Todo cambió con la llegada del gobierno de Javier Milei. Sin medias tintas, el presidente y su gestión aseguran que las relaciones deben ser libres y voluntarias y a eso apuntan con todas sus reformas. Como es lógico, la casta sindical está en contra de una idea tan sencilla y lógica, pero revolucionaria para el contexto argentino.
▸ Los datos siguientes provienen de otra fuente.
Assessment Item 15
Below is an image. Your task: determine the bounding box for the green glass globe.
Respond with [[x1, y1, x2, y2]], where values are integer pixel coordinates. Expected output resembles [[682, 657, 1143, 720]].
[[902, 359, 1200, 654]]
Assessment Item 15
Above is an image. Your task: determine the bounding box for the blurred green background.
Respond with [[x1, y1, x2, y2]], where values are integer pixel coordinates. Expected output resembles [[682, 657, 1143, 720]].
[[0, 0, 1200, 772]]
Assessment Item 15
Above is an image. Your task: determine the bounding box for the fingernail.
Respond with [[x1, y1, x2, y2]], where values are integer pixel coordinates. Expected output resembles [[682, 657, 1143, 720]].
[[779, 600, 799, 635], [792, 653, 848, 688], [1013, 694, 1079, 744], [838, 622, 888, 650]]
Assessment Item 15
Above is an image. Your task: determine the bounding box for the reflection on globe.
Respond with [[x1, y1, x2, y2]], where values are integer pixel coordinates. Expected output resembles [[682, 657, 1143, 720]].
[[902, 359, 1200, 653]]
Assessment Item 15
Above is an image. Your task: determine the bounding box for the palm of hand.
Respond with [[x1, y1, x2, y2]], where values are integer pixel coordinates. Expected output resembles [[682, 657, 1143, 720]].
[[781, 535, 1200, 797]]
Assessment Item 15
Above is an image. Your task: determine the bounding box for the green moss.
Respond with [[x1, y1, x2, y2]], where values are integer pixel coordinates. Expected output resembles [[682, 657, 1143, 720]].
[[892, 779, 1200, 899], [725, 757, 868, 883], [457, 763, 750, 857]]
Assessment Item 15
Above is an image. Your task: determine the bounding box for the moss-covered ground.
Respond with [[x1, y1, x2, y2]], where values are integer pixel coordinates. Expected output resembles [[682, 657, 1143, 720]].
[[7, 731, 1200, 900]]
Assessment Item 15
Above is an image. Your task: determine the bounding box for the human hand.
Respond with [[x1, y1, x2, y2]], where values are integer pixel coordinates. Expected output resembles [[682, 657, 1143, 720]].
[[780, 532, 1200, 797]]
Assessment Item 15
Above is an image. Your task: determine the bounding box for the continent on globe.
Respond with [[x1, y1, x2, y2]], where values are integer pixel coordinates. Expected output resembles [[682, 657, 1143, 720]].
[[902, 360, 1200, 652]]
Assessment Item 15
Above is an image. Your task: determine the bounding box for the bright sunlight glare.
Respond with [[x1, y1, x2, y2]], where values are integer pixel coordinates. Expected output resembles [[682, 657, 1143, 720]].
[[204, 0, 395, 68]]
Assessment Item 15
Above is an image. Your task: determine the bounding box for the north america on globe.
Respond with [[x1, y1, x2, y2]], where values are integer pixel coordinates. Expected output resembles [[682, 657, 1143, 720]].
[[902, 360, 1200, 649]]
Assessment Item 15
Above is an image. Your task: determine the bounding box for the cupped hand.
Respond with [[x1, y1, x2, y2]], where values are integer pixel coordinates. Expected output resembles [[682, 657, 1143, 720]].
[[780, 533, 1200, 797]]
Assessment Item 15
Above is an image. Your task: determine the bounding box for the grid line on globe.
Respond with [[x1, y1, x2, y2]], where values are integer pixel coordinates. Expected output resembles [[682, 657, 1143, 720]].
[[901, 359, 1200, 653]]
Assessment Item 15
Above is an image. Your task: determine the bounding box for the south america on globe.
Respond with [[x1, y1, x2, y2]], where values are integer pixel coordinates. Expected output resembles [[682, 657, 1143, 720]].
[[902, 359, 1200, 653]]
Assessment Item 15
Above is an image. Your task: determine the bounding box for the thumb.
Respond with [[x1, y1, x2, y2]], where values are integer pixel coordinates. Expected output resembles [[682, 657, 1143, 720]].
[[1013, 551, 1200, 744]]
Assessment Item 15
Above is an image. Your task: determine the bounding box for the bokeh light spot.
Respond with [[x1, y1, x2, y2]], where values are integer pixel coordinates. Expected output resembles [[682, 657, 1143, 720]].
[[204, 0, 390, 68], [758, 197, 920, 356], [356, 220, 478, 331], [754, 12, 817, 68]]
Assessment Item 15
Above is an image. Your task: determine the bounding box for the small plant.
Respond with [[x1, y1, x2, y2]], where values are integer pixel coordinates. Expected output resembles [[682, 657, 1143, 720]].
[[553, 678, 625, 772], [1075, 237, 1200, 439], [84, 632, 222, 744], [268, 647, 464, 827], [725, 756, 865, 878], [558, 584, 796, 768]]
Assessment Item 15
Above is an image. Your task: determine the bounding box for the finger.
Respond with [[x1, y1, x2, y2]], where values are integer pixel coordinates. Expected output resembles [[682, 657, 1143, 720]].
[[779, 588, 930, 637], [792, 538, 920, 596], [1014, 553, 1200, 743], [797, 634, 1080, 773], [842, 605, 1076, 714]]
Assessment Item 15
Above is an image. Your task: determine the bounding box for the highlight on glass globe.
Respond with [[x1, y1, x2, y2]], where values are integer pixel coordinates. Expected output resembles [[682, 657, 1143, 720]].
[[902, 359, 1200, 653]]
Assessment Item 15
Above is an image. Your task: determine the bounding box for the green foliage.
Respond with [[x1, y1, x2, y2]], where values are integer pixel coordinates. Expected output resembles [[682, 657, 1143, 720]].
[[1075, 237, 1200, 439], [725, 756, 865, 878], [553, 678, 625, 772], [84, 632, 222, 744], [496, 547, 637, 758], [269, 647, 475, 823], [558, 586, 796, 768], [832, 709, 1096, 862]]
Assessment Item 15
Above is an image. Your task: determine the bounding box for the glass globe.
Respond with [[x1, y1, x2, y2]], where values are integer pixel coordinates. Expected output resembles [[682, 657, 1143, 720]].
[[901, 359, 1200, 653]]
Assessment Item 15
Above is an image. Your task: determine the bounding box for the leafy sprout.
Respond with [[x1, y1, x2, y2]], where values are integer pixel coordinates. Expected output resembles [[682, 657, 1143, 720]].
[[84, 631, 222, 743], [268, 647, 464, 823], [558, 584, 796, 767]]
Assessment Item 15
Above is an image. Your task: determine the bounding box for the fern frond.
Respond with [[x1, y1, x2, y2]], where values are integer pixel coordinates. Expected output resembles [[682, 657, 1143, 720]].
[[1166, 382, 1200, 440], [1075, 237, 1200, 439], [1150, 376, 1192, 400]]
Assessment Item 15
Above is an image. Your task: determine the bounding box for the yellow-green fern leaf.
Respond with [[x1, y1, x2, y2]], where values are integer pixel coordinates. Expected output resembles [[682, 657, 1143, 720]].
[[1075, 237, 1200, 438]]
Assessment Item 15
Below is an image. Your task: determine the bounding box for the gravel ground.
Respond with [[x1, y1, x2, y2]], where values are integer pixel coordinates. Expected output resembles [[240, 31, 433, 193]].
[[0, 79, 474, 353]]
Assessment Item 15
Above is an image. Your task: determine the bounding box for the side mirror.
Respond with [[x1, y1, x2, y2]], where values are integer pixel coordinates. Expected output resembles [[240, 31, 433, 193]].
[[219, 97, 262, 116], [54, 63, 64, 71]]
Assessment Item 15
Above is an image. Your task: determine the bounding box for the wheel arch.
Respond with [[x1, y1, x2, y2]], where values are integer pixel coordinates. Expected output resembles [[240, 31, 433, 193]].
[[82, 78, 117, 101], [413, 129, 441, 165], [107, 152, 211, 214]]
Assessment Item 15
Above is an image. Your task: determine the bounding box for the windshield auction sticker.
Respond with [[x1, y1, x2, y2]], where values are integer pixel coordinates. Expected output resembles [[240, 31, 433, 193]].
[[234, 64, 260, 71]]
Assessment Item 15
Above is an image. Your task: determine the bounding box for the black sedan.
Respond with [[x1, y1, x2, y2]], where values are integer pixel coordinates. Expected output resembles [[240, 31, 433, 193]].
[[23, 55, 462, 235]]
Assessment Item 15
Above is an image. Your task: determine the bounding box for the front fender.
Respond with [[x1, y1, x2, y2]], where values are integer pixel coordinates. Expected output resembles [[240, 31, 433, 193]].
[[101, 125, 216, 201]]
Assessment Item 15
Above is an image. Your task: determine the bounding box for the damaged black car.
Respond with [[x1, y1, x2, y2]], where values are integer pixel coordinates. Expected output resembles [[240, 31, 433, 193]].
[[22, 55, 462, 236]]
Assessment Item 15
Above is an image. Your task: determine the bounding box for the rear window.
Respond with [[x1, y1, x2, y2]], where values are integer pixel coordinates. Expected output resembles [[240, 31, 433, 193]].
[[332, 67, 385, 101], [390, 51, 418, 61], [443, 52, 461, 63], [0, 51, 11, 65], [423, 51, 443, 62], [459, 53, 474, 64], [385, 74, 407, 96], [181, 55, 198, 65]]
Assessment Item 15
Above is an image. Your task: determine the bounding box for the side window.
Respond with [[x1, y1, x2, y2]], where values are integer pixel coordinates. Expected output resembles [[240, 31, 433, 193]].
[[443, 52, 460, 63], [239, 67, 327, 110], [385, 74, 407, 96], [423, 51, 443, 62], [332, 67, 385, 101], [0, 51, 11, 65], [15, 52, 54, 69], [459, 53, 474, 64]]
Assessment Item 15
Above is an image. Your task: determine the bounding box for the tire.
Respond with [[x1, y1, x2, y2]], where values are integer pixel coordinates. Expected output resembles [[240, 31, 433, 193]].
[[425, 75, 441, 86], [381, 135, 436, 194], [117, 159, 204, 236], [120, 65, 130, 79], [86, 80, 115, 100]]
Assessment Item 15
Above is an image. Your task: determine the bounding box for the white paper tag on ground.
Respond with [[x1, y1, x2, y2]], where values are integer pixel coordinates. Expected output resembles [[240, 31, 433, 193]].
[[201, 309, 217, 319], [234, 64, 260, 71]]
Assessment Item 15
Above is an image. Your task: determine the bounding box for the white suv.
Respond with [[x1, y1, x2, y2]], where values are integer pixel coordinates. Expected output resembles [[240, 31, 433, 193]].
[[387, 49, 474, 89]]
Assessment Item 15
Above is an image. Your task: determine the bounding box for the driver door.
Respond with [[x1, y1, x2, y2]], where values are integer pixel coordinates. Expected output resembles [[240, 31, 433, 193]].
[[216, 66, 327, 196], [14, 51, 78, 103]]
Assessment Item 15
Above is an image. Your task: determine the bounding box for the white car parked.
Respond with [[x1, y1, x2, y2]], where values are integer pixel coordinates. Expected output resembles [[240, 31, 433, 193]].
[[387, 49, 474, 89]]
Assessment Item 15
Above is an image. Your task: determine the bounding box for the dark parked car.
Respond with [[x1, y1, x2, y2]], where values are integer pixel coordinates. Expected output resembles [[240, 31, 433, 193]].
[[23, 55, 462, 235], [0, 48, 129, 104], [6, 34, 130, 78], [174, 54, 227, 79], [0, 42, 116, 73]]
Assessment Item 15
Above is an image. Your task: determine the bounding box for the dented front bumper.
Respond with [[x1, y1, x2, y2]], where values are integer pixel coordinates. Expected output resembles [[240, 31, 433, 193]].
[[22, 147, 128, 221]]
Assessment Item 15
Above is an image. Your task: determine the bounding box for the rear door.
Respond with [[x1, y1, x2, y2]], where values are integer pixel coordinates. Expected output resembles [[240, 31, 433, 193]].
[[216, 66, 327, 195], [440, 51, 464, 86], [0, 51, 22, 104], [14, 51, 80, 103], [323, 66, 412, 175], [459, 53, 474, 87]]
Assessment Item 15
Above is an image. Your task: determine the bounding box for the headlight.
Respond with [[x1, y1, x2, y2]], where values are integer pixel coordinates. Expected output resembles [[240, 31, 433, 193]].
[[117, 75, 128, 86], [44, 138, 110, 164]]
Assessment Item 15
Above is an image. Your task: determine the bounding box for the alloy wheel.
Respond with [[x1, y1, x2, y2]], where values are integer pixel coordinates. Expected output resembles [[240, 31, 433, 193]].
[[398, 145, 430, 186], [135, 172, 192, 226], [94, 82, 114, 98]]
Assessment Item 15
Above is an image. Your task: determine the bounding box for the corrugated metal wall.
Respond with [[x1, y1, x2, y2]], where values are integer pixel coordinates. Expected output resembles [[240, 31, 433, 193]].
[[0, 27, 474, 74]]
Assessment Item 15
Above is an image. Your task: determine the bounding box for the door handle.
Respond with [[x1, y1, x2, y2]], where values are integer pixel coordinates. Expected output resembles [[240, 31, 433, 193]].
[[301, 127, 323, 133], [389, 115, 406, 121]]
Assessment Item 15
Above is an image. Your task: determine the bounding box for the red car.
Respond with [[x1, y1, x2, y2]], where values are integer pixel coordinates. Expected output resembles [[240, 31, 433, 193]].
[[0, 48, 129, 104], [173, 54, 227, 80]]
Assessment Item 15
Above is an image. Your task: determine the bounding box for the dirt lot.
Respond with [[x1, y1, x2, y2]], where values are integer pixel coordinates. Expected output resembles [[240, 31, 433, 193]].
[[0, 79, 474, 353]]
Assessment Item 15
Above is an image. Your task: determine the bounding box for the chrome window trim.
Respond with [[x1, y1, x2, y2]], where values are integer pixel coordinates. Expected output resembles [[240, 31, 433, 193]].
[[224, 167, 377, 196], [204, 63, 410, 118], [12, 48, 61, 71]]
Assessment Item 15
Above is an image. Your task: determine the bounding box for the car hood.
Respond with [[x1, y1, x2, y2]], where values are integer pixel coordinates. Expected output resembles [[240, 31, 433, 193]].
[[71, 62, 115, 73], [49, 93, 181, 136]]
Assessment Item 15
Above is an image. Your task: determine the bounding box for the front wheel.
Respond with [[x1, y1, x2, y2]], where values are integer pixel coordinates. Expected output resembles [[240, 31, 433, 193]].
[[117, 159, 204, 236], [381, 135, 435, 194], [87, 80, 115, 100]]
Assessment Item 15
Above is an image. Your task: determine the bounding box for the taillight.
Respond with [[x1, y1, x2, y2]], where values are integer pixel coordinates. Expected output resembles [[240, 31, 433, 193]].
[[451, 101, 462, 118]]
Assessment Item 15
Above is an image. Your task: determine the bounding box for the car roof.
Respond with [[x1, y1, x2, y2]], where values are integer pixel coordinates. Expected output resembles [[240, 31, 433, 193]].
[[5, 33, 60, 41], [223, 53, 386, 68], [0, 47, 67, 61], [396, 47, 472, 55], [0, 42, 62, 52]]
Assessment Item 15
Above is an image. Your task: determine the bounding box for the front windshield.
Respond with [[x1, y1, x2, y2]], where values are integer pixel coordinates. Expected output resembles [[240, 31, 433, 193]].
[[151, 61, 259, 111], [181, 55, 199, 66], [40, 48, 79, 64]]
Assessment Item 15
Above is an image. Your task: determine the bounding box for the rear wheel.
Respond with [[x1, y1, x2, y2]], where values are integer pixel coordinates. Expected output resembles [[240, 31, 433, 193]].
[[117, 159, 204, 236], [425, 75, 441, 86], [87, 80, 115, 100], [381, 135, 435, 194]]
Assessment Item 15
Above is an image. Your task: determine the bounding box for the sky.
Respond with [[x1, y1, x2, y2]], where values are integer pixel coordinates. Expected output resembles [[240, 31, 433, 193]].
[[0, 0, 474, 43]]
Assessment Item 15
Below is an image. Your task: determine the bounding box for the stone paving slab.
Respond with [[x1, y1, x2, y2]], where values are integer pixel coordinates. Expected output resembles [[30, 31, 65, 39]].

Al ver la imposibilidad de “arreglar” con el gobierno, ya determinado en conseguir sus objetivos, los sindicatos y los líderes gremiales se empecinan en una estrategia contraproducente a sus propios intereses: la casta gremial insiste en paros, huelgas y “medidas de fuerza”. Esto lo único que hace es terminar contrastando un relato con la realidad.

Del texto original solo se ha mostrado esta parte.